English organist and composer

Frederick Thomas Durrant (1895 – January 1979), typically known as F.T. Durrant, was an organist, musical academic and composer, long resident in Harrow.

==Career==
Durrant was born at Beer in Devon and was a chorister at Exeter Cathedral. He attended the Royal Academy of Music, where he won the Battison Haynes Prize in 1921 and the Charles Lucas Medal in 1923. In 1922 he married his wife Gladys Louise (1891–1975, also born in Beer) and they moved to Harrow-on-the Hill, at 71 Whitmore Road, where they stayed the rest of their lives. Durrant received his D.Mus. from the University of London in 1929, where he later became Dean of the Facility of Music. He was a professor at the Royal Academy from 1931, teaching harmony and composition.
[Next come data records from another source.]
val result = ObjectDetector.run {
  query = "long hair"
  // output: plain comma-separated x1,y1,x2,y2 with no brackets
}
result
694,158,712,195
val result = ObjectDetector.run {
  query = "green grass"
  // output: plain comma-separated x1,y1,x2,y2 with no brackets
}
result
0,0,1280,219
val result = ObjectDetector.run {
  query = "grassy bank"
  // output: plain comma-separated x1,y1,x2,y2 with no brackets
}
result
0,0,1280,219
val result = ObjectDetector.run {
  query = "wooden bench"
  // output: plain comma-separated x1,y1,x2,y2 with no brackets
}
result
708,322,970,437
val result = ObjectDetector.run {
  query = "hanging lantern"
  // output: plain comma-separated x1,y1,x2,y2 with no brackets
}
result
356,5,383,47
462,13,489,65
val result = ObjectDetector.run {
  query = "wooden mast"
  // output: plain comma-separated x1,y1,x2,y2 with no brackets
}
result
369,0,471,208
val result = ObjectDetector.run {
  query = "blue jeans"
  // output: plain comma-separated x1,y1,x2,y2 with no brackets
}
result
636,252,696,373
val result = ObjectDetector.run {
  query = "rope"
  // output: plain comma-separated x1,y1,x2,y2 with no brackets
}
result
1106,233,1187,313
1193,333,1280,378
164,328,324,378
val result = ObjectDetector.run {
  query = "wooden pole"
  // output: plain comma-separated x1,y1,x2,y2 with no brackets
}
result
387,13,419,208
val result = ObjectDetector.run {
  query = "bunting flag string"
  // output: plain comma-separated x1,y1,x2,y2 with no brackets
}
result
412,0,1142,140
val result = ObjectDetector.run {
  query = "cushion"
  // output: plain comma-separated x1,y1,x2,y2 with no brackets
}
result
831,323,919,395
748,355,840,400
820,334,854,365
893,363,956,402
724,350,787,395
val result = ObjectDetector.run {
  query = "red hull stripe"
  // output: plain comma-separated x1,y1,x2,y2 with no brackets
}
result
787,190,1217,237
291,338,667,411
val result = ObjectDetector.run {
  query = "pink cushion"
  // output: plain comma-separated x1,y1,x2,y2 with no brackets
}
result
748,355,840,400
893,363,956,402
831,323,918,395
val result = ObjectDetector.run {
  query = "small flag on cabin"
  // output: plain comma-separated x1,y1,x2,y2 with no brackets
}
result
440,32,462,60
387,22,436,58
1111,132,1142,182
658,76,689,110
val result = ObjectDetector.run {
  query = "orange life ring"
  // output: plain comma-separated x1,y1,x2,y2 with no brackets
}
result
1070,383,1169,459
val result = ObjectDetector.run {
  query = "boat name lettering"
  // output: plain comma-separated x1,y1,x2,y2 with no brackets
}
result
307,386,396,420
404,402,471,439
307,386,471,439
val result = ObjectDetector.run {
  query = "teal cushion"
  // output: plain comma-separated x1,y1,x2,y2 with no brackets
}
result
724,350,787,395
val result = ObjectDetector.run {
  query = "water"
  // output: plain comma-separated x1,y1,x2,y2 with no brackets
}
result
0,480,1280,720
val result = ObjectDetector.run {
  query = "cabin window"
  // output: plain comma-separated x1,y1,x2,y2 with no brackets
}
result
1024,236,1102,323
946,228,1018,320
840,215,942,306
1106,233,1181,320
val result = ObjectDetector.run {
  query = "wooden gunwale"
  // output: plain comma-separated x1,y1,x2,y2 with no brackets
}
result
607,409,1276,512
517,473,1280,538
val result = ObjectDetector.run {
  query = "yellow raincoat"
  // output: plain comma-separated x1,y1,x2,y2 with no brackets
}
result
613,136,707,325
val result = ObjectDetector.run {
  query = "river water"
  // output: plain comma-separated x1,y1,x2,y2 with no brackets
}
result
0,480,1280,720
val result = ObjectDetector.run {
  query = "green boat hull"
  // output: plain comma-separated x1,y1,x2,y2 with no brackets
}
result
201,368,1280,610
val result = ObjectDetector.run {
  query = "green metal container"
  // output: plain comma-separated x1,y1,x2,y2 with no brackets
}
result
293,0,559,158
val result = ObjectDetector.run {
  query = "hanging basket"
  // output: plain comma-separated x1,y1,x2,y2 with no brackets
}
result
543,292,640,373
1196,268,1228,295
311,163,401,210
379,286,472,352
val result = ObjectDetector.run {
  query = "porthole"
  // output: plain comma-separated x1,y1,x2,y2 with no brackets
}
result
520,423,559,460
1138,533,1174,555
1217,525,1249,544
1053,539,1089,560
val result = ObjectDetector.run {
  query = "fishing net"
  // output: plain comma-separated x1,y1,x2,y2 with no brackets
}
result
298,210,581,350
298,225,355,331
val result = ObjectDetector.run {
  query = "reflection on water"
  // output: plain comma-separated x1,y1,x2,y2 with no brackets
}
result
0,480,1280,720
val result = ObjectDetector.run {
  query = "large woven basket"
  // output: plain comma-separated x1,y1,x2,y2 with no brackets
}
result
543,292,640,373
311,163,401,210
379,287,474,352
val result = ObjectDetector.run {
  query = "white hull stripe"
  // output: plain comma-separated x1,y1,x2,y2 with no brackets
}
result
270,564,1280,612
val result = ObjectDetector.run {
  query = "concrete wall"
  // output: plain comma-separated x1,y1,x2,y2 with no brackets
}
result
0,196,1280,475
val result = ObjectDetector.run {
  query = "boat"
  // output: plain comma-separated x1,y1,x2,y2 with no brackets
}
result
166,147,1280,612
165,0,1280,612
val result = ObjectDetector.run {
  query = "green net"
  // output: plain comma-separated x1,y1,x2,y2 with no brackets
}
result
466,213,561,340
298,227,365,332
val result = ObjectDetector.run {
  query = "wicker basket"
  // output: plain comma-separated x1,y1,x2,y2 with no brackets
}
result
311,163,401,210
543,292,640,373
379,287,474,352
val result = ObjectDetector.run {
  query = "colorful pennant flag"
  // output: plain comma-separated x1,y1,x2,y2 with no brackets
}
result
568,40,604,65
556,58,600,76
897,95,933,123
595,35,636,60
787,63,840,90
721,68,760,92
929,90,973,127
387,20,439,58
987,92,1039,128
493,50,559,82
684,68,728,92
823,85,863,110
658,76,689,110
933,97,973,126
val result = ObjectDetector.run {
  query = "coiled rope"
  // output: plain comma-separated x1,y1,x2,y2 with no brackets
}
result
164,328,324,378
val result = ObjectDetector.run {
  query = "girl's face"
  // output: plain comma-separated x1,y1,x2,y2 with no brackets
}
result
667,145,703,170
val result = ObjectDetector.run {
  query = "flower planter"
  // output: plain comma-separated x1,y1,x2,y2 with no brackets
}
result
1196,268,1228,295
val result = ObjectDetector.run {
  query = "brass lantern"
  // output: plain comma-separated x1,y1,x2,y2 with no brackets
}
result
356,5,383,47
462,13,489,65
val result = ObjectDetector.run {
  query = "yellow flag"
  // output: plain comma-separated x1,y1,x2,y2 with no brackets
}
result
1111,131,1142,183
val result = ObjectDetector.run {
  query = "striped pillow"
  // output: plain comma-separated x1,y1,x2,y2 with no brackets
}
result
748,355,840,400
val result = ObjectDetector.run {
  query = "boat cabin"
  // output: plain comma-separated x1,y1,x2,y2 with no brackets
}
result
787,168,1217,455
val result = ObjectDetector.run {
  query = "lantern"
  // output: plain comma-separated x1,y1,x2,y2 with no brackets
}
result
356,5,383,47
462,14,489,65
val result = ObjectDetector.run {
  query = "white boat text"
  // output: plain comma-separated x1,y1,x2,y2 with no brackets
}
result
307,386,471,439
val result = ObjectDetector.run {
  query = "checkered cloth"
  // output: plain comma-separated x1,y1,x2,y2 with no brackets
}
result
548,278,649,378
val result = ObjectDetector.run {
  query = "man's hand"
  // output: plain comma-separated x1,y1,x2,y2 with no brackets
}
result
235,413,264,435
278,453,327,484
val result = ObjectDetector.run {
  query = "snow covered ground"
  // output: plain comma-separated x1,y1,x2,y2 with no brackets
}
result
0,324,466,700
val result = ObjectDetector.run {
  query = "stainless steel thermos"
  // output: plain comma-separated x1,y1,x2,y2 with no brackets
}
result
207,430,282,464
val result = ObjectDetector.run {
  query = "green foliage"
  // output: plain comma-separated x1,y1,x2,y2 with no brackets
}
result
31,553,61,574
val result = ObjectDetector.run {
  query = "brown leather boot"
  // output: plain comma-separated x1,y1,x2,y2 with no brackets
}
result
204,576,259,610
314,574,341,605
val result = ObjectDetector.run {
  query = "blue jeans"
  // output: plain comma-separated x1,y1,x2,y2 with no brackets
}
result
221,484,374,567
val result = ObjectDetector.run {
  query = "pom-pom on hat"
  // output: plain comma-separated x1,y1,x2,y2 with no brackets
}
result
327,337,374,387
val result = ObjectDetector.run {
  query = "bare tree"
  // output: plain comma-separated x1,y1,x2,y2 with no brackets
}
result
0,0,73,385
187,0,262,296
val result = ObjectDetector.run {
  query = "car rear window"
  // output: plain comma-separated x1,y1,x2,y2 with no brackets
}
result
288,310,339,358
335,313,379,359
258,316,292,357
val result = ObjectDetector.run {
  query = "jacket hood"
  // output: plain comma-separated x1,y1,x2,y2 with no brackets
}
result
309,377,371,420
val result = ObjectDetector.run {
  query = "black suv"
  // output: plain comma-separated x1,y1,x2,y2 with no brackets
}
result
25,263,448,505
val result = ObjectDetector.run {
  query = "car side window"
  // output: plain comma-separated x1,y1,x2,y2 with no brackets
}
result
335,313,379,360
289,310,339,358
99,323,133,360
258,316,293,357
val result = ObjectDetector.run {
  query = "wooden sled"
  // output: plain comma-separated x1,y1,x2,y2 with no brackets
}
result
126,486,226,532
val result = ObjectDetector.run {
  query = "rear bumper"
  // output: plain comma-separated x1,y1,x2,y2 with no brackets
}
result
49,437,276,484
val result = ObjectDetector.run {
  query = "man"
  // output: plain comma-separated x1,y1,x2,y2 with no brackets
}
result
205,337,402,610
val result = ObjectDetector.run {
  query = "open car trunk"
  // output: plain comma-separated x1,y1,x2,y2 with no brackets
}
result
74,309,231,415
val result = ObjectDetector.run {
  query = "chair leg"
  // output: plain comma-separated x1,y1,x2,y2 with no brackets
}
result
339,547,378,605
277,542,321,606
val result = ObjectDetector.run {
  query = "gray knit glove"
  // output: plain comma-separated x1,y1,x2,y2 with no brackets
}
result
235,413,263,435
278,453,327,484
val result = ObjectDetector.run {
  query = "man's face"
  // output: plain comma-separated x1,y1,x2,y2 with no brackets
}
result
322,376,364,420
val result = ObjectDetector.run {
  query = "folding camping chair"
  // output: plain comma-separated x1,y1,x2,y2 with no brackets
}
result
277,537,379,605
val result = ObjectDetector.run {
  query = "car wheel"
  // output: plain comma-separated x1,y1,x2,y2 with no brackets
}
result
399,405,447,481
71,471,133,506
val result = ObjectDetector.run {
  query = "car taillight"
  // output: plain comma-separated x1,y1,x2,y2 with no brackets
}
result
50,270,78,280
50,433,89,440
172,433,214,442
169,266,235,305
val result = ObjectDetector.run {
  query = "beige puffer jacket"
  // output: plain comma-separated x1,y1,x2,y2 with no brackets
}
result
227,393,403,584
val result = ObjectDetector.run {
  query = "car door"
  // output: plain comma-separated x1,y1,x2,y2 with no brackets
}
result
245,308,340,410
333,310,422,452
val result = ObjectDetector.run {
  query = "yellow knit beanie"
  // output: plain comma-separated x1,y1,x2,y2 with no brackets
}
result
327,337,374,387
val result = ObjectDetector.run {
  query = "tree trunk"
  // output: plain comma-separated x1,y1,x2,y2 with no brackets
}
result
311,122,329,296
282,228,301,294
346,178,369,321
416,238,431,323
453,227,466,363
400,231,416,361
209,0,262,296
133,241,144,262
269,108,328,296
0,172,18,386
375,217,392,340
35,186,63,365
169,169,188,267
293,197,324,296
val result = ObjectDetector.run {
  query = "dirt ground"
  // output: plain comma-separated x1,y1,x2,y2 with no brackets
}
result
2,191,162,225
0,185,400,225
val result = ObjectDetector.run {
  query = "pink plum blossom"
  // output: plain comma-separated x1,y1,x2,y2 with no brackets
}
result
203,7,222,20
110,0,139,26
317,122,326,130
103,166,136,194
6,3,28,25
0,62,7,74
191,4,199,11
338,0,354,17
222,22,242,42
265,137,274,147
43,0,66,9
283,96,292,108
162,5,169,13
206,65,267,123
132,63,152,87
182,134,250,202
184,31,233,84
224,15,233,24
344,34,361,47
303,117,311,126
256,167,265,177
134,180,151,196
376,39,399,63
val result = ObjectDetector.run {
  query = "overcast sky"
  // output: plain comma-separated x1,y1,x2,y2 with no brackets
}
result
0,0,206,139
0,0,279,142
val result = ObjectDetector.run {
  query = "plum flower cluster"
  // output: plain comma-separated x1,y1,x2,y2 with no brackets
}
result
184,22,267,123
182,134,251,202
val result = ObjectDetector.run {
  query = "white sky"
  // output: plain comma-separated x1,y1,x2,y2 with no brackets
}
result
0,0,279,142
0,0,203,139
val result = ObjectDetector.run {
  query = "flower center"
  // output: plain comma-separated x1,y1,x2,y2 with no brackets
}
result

From around 1937 he was organist at St Augustine's, Kilburn, moving on to become director of music at St Mark's Church, St John's Wood in 1947. He was also choirmaster and organist at Pinner Parish Church from 1954 until 1957, and after that moved to an organist appointment in Ruislip.

==Composition==
His compositions included the Clarinet Quintet in E flat, inaugural winner of the Clements Memorial Prize in 1938, which was broadcast by the Whinyates String Quartet with soloist Pauline Juler on 22 July 1941, and subsequently performed at Conway Hall (also by Juler) in 1946. The Quintet was revived by Peter Cigleris at Conway Hall in 2019. His six part madrigal Requiescat won the Madrigal Society's 1947 prize. A slow march, scored for military band, won a Liverpool Philharmonic Society competition in 1952, and was performed on 25 June that year. The Variations on an Irish Air (The Meeting of the Waters) for solo piano was published by Augener in 1957. Most of his compositions were choral and organ pieces for church use.

==Final years==
Durrant survived his wife Gladys, who died in 1975, aged 84. There were two children, a son and a daughter. Until 1976 he was still contributing concert reviews for the local papers in Harrow. Durrant died in January 1979, aged 83. The memorial Durrant Prize was awarded for the first time in July 1980 by the Royal College of Organists.